De esta manera, en lo que concierne al asunto particular, la Sala vinculada contextualizó que el origen de la actuación se relaciona con la investigación adelantada contra algunos integrantes del grupo delincuencial « Los Triana », « dedicado al tráfico de estupefacientes, desplazamientos forzados, homicidios y extorsiones, cuyos lugares de injerencia en la ciudad de Medellín corresponden a los sectores de El Playón de los Comuneros, La Ranchería, Villa Niza, Andalucía La Francia, Pablo VI, Santa Cruz y en los barrios de Santa Rita y Zamora del municipio de Bello (Antioquia). » La Sala de Casación Penal determinó, conforme a lo que informaron los miembros de policía judicial, que en desarrollo de las pesquisas tuvieron acceso a 41 denuncias, establecieron contacto con aproximadamente 20 personas -entre ellas exintegrantes del grupo- y recaudaron declaraciones juradas[footnoteRef:4].
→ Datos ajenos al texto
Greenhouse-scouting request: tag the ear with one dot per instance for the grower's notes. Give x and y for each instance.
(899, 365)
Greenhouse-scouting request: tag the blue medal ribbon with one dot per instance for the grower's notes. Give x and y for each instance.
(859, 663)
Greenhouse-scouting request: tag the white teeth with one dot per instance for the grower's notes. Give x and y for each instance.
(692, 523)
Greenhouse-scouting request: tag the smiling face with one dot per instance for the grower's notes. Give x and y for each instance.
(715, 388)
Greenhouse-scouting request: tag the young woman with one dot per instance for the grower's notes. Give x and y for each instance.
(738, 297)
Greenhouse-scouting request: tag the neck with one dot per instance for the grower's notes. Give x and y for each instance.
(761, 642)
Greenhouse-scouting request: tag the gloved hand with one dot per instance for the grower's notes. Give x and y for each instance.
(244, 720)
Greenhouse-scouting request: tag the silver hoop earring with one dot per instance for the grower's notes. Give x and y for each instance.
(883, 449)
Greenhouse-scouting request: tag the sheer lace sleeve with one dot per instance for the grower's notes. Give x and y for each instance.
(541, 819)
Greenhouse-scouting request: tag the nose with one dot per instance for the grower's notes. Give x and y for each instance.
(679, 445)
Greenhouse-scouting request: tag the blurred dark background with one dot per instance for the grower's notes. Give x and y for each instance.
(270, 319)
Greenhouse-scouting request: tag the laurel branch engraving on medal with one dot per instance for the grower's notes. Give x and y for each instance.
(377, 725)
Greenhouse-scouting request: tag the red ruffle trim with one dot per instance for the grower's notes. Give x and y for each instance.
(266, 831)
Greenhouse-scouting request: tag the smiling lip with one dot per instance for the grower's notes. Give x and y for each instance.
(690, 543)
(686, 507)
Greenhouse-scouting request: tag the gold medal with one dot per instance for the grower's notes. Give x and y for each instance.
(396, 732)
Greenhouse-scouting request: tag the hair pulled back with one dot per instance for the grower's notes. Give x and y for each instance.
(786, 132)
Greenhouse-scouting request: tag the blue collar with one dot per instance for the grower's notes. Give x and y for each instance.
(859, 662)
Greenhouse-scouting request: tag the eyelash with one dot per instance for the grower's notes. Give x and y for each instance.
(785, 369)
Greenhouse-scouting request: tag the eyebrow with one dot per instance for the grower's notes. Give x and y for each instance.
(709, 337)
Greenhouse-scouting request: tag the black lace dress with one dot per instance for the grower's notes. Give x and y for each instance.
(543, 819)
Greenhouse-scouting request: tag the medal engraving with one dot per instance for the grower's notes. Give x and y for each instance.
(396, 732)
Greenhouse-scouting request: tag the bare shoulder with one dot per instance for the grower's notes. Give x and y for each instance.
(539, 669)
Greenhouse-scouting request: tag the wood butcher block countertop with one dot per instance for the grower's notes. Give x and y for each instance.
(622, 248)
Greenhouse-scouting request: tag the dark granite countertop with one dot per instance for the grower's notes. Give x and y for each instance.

A partir de esta información preliminar surgió el señalamiento de cerca de 200 individuos, por lo que la judicialización se desarrolló por fases. Posterior a las diligencias de reconocimiento por parte de algunas de las víctimas, se expidieron 11 órdenes de captura, entre las que se encuentra la que se materializó contra Yhon Fredy de Jesús Posada. [4: Algunas de las personas que rindieron declaración jurada fallecieron. ] Seguidamente, la autoridad judicial indicó que el reproche penal frente a los acusados se encuentra definido por los « factores cronológico y funcional ».

Para el caso particular de Yhon Fredy de Jesús Posada, se le atribuyó haber integrado el grupo « Los Triana » desde el año 2012 y encargarse de «organiza[r] y dirig[ir]… teniendo como finalidad el control de los sectores para hacerse con las rentas que se derivan de sus actividades ilícitas, tales como el tráfico de sustancias estupefacientes y la extorsión, como también el monopolio de los productos de la canasta familiar».

En relación con el tutelante, la Sala de Casación Penal destacó que el testigo Hamilton Wisloc Luján Monsalve manifestó que a aquel se le conocía con « alias Fredy o el de la fundición», pues la «fachada de él era manejar por el Playón, por donde está la purificadora El Paraíso, por el río, tenía plaza de vicio, en la cancha del polvo también se mantenía, él tiene su mando, él no es un perrito, él es un coordinador de ahí… ».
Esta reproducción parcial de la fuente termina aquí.